If you have multiple USB sockets on the computer, just connect the devices to them. That is all you have to do. The USB uses time-sharing multiplexing between any number of connected devices, so there is no such thing as a "splitter'. Many computers have USB sockets both on the rear panel and the front panel (or left and right on laptops etc.), so look carefully to see how many you have.
If you need additional USB connections, just buy an inexpensive USB HUB, which has one input to connect to the computer and multiple USB jacks for additional devices. It just expands the number of physical USB connections available.
It does not matter if a device is on or off. When you send any signal on the USB, it is available to all USB devices that are connected, but devices for which the data is inappropriate (such as printers) will simply not recognize or use it.

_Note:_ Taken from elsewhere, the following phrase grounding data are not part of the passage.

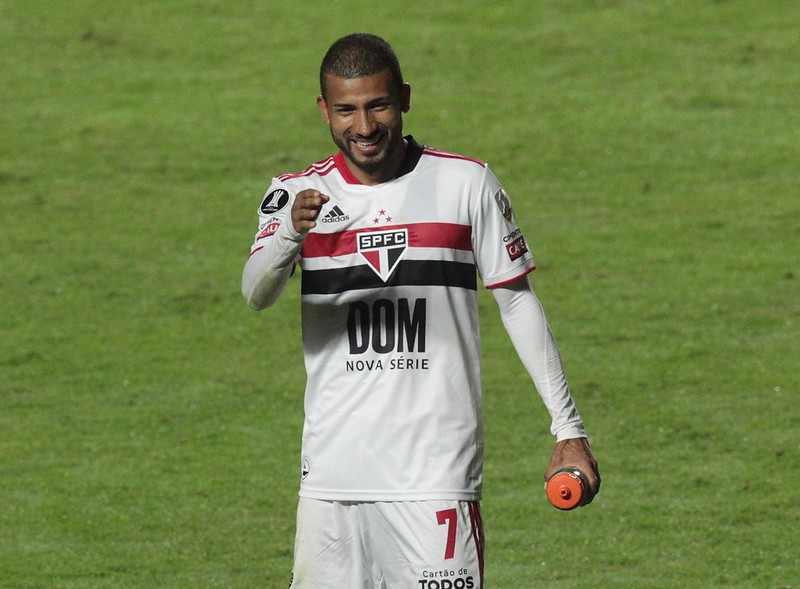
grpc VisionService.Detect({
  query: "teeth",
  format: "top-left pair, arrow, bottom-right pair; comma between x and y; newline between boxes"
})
355,139 -> 379,148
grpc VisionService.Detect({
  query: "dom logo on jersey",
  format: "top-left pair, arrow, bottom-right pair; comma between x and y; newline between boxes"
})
358,228 -> 408,282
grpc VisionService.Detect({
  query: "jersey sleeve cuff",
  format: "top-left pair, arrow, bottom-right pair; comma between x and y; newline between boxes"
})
553,424 -> 588,442
484,264 -> 535,289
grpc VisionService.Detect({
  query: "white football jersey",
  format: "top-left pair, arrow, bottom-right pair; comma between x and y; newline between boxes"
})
249,138 -> 535,501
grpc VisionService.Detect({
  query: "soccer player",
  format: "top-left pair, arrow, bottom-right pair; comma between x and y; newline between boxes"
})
242,33 -> 600,589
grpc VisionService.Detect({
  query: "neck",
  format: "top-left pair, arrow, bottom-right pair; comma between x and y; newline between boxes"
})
346,138 -> 407,186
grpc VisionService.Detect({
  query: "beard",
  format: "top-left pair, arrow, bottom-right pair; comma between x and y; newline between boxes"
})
330,119 -> 405,178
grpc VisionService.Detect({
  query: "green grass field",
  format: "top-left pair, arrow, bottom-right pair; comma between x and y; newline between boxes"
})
2,1 -> 798,587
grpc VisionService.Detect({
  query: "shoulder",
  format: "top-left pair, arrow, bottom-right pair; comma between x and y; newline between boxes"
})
276,155 -> 338,183
258,156 -> 335,216
414,144 -> 500,195
416,144 -> 491,187
420,144 -> 487,169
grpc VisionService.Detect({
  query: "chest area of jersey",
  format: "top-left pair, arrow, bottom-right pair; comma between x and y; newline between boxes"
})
313,182 -> 469,230
301,189 -> 473,284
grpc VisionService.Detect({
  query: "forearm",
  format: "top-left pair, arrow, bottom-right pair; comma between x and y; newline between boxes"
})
241,221 -> 304,310
491,278 -> 586,440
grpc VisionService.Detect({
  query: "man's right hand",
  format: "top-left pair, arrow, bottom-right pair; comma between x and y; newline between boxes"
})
291,189 -> 330,233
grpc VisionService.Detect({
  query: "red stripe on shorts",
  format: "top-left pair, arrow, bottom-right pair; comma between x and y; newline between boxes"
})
469,502 -> 485,588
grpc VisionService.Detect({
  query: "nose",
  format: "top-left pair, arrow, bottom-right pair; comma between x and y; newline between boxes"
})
353,108 -> 376,137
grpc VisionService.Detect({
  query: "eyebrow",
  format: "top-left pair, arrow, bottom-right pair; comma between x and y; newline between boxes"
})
332,96 -> 394,109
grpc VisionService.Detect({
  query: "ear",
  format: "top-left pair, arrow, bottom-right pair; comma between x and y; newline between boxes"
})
400,83 -> 411,113
316,95 -> 331,124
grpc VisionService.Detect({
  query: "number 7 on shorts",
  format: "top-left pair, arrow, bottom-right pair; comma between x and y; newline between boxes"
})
436,508 -> 458,560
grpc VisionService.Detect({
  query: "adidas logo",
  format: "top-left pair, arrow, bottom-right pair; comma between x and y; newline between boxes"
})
320,204 -> 350,224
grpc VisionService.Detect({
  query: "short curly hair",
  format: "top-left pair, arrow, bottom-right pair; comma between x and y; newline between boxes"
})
319,33 -> 404,99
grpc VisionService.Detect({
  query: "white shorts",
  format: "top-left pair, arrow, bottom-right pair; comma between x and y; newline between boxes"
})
289,498 -> 485,589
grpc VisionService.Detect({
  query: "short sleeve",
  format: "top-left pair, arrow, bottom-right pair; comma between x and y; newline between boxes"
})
471,165 -> 535,288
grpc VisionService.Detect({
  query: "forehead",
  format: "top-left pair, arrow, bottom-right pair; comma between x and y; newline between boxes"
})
323,69 -> 396,104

Many USB devices only become "active" when they receive a dedicated set of "handshaking" signals that address and activate them. Until this happens they are semi-dormant.
If one device is off it is the same as if were not connected at all, and has no effect on other devices that are on and connected.
If you need a hub, I recommend the D-LINK 7-port USB hub, which you can get for about $25 at Wal-Mart and Amazon.
Sometimes a device works better connected directly to one of the computer USB jacks than through the hub, so you might want to use a direct connection to the computer where available for the audio devices and then connect other devices through the hub.